My eyes went wide; the beast slammed into the ground in a lunge and flew towards me.

Backpedaled as the creature sped up, accelerating from a standing place. Where was my center? Where was hope, where was-

My hand hit something heavy, something harsh, something hard, and I tripped backwards over it. Creature sailed smoothly over top of me, her eyes flicking down. For a moment, time stopped, mind playing back images out of order from the moment, flashed together.

An amused twist of the creature’s lips.

Then I hit the ground and the beast was on the other side of the room.

Water leaked from above; a pool perhaps, or some subterranean fluid. How barbaric would the practices me to drown me here?

But- no.

My hand brought the heavy lead weight up to my face. Muscles strained against the effort. Brain sung. Forty pounds could cave a skull in.

The beast laughed. “You’ve found a club,” it sneered. “How like the idiot gods to find a weapon in the stupidest of places.
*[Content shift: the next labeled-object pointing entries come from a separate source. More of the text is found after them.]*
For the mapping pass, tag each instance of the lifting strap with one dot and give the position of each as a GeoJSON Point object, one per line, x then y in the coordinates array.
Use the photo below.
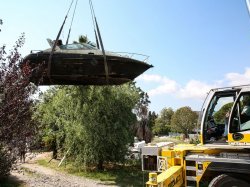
{"type": "Point", "coordinates": [54, 46]}
{"type": "Point", "coordinates": [101, 43]}
{"type": "Point", "coordinates": [71, 23]}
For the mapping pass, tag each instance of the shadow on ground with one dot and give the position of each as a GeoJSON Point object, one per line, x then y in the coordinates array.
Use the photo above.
{"type": "Point", "coordinates": [11, 181]}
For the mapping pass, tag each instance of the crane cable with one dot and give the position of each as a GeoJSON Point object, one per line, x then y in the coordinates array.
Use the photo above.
{"type": "Point", "coordinates": [71, 23]}
{"type": "Point", "coordinates": [55, 43]}
{"type": "Point", "coordinates": [93, 21]}
{"type": "Point", "coordinates": [100, 39]}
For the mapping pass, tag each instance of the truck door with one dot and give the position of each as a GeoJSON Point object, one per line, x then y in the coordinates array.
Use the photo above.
{"type": "Point", "coordinates": [239, 128]}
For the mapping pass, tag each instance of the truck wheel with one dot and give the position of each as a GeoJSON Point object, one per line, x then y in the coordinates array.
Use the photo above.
{"type": "Point", "coordinates": [227, 181]}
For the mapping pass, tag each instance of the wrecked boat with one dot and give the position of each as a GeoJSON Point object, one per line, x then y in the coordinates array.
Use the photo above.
{"type": "Point", "coordinates": [83, 64]}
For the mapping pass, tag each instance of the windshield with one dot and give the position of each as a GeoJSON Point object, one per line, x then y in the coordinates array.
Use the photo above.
{"type": "Point", "coordinates": [83, 46]}
{"type": "Point", "coordinates": [241, 114]}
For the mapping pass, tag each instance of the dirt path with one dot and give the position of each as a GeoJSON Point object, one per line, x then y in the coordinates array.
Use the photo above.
{"type": "Point", "coordinates": [34, 175]}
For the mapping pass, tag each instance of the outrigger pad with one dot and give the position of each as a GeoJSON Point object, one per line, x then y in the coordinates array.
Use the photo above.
{"type": "Point", "coordinates": [82, 69]}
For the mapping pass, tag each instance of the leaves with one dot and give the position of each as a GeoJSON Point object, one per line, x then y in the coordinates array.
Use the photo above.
{"type": "Point", "coordinates": [94, 122]}
{"type": "Point", "coordinates": [16, 125]}
{"type": "Point", "coordinates": [184, 120]}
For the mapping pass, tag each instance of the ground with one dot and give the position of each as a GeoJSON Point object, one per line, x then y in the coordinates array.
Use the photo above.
{"type": "Point", "coordinates": [30, 174]}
Look around you; Merill is filled with old weapons, and you found the most primitive.”

Merill? The military base Isaac had gone to.

I’d come here anyway, despite being warned.

“The idiot gods who died and left behind wretches like you. How ignoble to be forced to take the life of whining pup. I was promised a fight with gods!”

“Then stop fighting.” I said. The weight was heavy in my hands.

“Not as easy as that,” The beast called out. With a grin, it picked up an entire bench, ripping ancient rust and decay into razor shreds. Locked eyes with me.

A metallic whir, and the beast’s muscles twitched. Then the beast’s head snapped to the one side with a nauseating crack, and then the other.

There. A strip of black in the beast’s gold-silver fur.

A collar. They were torturing them. We were being forced to fight. The weight in my hand somehow became even heavier.

How strange it was that they became a them in that second.

How strange it was that they became a potential savior.

How strange it was that I was going to find a way to save the creature.

After all, I could hardly get out of the compound by myself.